For rendering hundreds of projectiles DrawMeshInstanced can be used to display them in a single batched operation sent to the GPU. While you could just rely on the “Enable Instancing” check-box in the inspector DrawMeshInstanced allows you to directly operate on an array of transforms without the overhead of hundreds of GameObjects in the scene.

Effects

Since BeatStorm is built on Lightweight Render Pipeline the opportunity is there to employ the powerful new VFX Graph and ShaderGraph. The grass and foliage effects were built using ShaderGraph and synced with events in-game. When things get intense the wind picks up and the grass takes on a bioluminescence, heightening the the tension:

Technical Conclusions

Keeping in mind this game was designed to use some of the latest Unity tech with limited hardware in mind:

  • For mobile VR LWRP is definitly the way to go, the drawcall reduction is huge. The downside is that its graphical fidelity is capped if you want to release on a tethered system. I suspect that for VR titles targeting mobile & high end the cost of shipping a variant with Standard or HDRP may not be worth it.

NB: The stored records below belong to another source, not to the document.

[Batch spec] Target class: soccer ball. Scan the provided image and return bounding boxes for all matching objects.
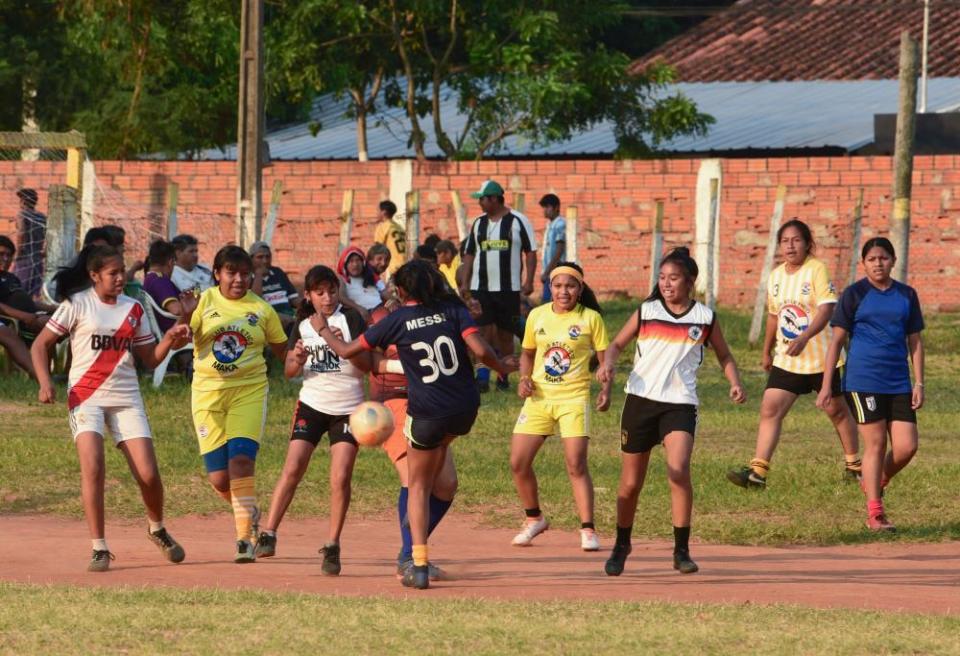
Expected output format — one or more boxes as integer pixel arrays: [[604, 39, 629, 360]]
[[350, 401, 393, 446]]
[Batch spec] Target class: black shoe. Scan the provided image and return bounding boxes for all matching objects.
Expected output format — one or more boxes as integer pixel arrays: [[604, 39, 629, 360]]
[[603, 544, 633, 576], [147, 528, 186, 563], [320, 542, 340, 576], [673, 551, 700, 574], [257, 533, 277, 558], [87, 549, 116, 572], [400, 565, 430, 590]]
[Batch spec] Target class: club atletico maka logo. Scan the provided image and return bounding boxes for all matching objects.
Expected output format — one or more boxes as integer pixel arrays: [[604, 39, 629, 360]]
[[777, 304, 810, 339], [213, 330, 247, 364], [543, 346, 570, 378]]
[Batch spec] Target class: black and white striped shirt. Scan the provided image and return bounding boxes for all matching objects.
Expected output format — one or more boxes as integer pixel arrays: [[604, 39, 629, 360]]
[[466, 210, 537, 292]]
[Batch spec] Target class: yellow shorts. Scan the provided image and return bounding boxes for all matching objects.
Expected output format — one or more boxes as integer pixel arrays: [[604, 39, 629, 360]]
[[191, 382, 268, 455], [513, 399, 590, 437]]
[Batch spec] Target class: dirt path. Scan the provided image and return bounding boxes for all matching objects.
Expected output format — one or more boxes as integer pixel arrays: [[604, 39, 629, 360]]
[[0, 515, 960, 615]]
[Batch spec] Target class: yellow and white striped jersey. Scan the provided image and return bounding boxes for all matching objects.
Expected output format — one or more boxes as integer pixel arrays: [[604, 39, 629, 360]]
[[767, 256, 843, 374]]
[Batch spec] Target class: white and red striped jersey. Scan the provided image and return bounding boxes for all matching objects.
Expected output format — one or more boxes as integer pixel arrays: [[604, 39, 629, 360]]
[[47, 288, 154, 409]]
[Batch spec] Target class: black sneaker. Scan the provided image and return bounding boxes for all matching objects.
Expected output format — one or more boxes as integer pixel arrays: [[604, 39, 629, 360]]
[[673, 551, 700, 574], [256, 533, 277, 558], [147, 528, 186, 563], [727, 467, 767, 490], [87, 549, 116, 572], [319, 542, 340, 576], [603, 544, 633, 576], [400, 565, 430, 590]]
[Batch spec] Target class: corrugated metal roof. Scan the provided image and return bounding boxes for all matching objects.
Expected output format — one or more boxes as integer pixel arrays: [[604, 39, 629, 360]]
[[193, 78, 960, 160]]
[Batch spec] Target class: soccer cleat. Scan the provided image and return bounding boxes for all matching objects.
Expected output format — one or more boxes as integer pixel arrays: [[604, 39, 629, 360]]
[[233, 540, 257, 564], [727, 467, 767, 490], [319, 542, 340, 576], [603, 544, 633, 576], [511, 515, 550, 547], [400, 565, 430, 590], [87, 549, 116, 572], [580, 528, 600, 551], [257, 533, 277, 558], [867, 513, 897, 533], [673, 551, 700, 574], [147, 528, 186, 563]]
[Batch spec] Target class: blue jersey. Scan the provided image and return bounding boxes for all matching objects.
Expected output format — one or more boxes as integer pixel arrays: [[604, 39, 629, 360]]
[[360, 303, 480, 419], [830, 278, 923, 394]]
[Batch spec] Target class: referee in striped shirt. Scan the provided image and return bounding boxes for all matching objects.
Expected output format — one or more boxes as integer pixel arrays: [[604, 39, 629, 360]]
[[459, 180, 537, 391]]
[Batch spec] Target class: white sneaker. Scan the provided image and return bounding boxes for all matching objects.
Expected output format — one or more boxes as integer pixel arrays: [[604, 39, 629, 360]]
[[512, 515, 550, 547], [580, 528, 600, 551]]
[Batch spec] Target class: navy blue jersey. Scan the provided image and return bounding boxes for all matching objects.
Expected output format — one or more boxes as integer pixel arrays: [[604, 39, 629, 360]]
[[360, 303, 480, 419], [830, 278, 923, 394]]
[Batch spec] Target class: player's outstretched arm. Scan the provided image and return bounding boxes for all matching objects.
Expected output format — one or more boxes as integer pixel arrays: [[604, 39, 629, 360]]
[[710, 320, 747, 403]]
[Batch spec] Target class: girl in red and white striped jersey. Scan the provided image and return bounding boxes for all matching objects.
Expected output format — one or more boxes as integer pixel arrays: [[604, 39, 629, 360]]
[[31, 246, 190, 572]]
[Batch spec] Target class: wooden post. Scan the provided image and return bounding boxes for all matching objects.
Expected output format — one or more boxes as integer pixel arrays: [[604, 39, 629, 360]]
[[704, 178, 720, 310], [236, 0, 263, 248], [847, 187, 863, 285], [167, 182, 180, 239], [263, 180, 283, 246], [406, 191, 420, 262], [890, 30, 917, 282], [649, 200, 663, 289], [747, 185, 787, 344], [44, 185, 77, 281], [337, 189, 353, 257], [450, 191, 470, 242]]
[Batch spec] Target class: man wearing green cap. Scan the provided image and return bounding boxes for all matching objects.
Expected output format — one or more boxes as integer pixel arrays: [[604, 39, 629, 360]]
[[459, 180, 537, 391]]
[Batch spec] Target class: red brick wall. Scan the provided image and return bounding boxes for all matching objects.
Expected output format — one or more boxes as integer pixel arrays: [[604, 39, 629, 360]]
[[0, 156, 960, 309]]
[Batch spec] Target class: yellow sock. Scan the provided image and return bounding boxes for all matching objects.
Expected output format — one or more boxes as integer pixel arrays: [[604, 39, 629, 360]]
[[413, 544, 429, 567], [750, 458, 770, 478], [230, 476, 257, 541]]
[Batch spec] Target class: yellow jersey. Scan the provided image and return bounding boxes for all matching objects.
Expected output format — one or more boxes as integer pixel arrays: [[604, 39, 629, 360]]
[[767, 256, 843, 374], [373, 219, 407, 276], [523, 303, 610, 403], [190, 287, 287, 392]]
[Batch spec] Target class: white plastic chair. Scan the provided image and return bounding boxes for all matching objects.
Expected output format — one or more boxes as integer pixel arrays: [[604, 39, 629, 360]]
[[140, 291, 193, 387]]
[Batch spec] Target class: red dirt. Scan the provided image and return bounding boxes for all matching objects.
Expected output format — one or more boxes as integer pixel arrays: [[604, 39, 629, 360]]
[[0, 515, 960, 615]]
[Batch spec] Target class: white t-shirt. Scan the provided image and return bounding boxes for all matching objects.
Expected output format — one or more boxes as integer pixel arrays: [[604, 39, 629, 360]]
[[47, 288, 154, 410], [170, 264, 213, 292], [290, 305, 366, 415], [625, 300, 715, 405], [346, 276, 384, 310]]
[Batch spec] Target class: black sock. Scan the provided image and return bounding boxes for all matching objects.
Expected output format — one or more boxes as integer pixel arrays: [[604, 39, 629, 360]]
[[673, 526, 690, 553]]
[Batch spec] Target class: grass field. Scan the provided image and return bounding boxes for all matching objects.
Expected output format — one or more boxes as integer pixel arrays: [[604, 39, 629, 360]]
[[0, 303, 960, 544]]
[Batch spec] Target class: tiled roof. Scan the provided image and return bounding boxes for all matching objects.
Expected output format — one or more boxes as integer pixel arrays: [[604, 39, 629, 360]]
[[635, 0, 960, 82]]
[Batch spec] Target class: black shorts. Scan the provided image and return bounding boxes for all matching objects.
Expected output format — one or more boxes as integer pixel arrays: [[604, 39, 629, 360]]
[[470, 291, 523, 339], [766, 367, 843, 396], [290, 401, 357, 446], [403, 410, 477, 451], [620, 394, 697, 453], [846, 392, 917, 424]]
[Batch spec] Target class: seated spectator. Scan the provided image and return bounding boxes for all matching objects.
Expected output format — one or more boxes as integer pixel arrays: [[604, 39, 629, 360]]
[[249, 241, 300, 331], [434, 239, 460, 289], [170, 235, 213, 293], [143, 239, 183, 333]]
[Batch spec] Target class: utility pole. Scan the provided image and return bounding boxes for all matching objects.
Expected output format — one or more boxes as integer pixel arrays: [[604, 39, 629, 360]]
[[236, 0, 263, 248], [890, 30, 917, 282]]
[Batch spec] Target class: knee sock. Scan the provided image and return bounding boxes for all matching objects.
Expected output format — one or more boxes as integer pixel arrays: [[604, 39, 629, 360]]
[[673, 526, 690, 553], [750, 458, 770, 478], [230, 476, 257, 542], [397, 487, 413, 560], [426, 494, 453, 535]]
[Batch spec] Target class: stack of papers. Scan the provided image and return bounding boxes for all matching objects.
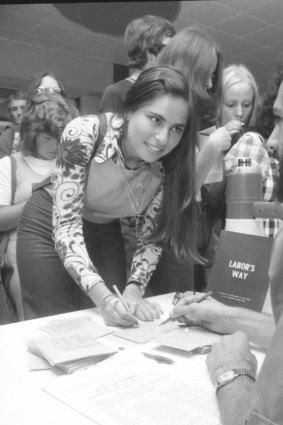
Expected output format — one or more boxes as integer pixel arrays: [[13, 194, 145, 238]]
[[28, 319, 117, 373], [43, 349, 220, 425]]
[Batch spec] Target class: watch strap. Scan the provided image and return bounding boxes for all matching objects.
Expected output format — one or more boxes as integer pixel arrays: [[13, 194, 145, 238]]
[[216, 368, 256, 394]]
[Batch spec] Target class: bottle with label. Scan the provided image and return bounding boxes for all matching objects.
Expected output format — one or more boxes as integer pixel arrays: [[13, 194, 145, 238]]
[[225, 158, 264, 235]]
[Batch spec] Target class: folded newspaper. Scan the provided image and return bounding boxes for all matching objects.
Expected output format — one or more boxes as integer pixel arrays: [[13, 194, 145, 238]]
[[28, 314, 117, 373]]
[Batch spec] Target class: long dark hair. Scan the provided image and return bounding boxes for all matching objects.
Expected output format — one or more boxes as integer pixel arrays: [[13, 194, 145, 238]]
[[158, 27, 223, 129], [124, 66, 198, 261]]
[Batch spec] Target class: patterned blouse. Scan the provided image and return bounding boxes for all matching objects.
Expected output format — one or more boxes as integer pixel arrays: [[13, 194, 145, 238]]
[[52, 113, 163, 294]]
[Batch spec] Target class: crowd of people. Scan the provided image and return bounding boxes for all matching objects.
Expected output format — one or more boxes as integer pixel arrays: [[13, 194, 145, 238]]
[[0, 15, 283, 425]]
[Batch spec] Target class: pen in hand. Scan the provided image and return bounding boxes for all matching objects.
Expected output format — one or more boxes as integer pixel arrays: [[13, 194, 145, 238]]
[[113, 285, 131, 313], [159, 291, 212, 326]]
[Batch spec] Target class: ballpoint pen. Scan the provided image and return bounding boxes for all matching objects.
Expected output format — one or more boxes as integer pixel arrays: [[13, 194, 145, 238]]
[[113, 285, 131, 313], [159, 291, 212, 326]]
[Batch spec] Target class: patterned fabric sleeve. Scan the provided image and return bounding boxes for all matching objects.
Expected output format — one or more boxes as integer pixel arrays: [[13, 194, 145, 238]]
[[128, 185, 163, 295], [52, 116, 103, 291]]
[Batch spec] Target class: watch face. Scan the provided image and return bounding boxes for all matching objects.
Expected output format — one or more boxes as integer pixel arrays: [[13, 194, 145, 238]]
[[218, 370, 236, 385]]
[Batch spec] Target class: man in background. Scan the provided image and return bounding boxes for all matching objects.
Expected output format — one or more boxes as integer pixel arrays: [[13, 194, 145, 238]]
[[0, 90, 27, 158], [99, 15, 176, 112], [98, 15, 176, 270]]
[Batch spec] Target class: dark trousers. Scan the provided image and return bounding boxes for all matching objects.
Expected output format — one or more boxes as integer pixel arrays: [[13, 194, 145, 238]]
[[17, 188, 126, 319]]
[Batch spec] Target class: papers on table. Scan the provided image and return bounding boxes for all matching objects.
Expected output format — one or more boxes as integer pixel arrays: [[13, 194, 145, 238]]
[[28, 319, 117, 373], [40, 316, 109, 337], [44, 349, 220, 425]]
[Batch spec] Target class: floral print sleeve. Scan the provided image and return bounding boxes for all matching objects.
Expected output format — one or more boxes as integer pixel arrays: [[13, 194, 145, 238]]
[[52, 116, 103, 291], [128, 185, 163, 295]]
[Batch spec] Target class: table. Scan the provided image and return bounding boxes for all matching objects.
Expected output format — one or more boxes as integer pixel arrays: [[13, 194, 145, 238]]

Shaderlab shaders, lighting setups, material setups all have require require a second version.
  • In the future VR Projects with a large number of “objects” may want to consider using DOTS to take advantage of the Quests 3 available cores. It’s worth in mind that Unity used DOTS to showcase their megacity demo on a phone.
  • Creating custom playables for timeline is a quick win for general sequencing tasks and gives designers a familiar interface to work with.